Аргументы, рассматриваемые в англо-американских монографиях и сборниках по аналитической «философии религии», однако, не исчерпывают всех тех, с которыми может работать теолог. Достаточно привести два примера.

Если закон нравственности во мне и звездное небо надо мною действительно могут вызвать чувство восторженного благоговения, то Книга написанная может его вызвать уж никак не меньше, чем книга природы, которая для Руссо и прочих последователей «естественной религии» была, если можно так выразиться, религиозно самодостаточной. Более того, из второй «книги» религиозные смыслы вычитываются наиболее «естественным образом» лишь при усвоении в культуре первой – независимо от признания этого обстоятельства самими «естественниками». И здесь можно апеллировать к теологии интеркультурной, которая соответствует «философской теологии в широком смысле». И не только к мусульманскому убеждению, что Книга составляет большее чудо, чем те, которыми привлекаются сердца незрелых. Выдающийся индийский философ-энциклопедист Вачаспати Мишра (X в.) привел однажды такое обоснование существования Божества-Ишвары, как то, что некоторые тексты – Веды и Аюрведа – никак не могли быть созданы, исходя из их совершенств и «эффективности», обычными человеческими умениями[217]. Та же аргументация отчасти прослеживается и у его возможного современника ньяика Джаянты Бхатты, который, полемизируя в своем знаменитом трактате «Ньяяманджари» с доктриной школы мимансы о том, что Веды существовали изначально и без всякого авторства (снова параллель с представлениями о Коране в исламе), отмечает, что совершенство текстов Вед может свидетельствовать против их авторства не более чем искусство, явленное в классических произведениях литературы, против того, что у них также был автор[218]. Если такие «созерцания» вызывали сакральные гимны-мантры даже тех текстов, которые формировались в культурной традиции, не знавшей Откровения в собственном смысле[219], то тем более это применимо к тем текстам, которые сообщают откровение о человеческой биографии самого Источника Откровения.
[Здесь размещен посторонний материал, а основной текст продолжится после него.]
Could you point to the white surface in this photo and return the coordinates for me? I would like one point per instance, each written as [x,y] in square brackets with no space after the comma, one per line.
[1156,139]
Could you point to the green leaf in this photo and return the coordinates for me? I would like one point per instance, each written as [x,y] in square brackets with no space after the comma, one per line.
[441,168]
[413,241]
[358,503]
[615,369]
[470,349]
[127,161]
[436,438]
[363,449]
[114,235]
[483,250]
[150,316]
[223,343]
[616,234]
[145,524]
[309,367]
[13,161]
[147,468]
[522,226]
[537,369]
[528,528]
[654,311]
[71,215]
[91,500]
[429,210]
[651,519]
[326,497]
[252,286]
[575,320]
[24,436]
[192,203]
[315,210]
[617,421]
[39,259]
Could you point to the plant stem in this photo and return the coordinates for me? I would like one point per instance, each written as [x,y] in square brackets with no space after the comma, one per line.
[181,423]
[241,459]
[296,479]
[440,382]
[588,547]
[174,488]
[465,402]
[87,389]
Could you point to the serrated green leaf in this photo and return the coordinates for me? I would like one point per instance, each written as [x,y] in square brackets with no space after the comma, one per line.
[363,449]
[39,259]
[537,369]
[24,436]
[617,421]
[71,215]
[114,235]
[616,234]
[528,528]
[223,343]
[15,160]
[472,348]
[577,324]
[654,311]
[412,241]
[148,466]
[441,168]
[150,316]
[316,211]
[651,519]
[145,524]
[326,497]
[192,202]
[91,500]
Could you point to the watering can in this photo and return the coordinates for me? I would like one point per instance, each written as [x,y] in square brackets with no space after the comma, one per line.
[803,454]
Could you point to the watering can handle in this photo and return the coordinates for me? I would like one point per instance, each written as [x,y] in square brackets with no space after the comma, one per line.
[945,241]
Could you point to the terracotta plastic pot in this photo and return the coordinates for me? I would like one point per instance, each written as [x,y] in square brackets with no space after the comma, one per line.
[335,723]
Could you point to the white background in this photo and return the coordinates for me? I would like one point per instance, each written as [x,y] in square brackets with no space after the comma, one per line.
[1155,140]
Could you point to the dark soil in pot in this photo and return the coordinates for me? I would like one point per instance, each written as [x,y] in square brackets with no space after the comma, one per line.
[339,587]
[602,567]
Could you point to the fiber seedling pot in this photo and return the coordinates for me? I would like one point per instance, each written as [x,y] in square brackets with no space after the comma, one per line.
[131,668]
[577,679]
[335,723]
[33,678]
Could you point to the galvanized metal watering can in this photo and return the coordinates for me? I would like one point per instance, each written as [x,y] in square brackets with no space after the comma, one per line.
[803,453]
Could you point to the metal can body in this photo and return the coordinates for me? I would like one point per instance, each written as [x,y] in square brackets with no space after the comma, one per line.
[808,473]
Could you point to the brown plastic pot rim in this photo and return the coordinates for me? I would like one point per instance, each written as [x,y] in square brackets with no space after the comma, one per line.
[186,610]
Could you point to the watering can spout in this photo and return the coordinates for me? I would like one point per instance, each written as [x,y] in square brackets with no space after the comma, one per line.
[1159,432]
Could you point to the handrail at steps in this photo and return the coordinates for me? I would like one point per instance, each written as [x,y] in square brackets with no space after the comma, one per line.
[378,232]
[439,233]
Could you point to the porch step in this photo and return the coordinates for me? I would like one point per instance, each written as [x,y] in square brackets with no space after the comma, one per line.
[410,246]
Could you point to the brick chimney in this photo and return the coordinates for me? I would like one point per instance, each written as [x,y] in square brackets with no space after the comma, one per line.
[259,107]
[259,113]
Достаточно минимального «нефизического видения» хотя бы дискуссий Иисуса с учителями еврейского народа (Который «учил как власть имеющий, а не как книжники и фарисеи» (Мф 7:29)) или бесконечных глубин евангельских притч, открывающих каждый раз новые смысловые кристаллы при их чтении и особенно слышании (притом через прямое вневременное обращение к «внутреннему человеку» (2 Кор 4:16) конкретного реципиента, которого может отделить от их фиксации любое число столетий, чтобы убедиться, что мы непосредственно встречаемся с мудростью, даже при вторичной трансляции в порядки превосходящей человеческую.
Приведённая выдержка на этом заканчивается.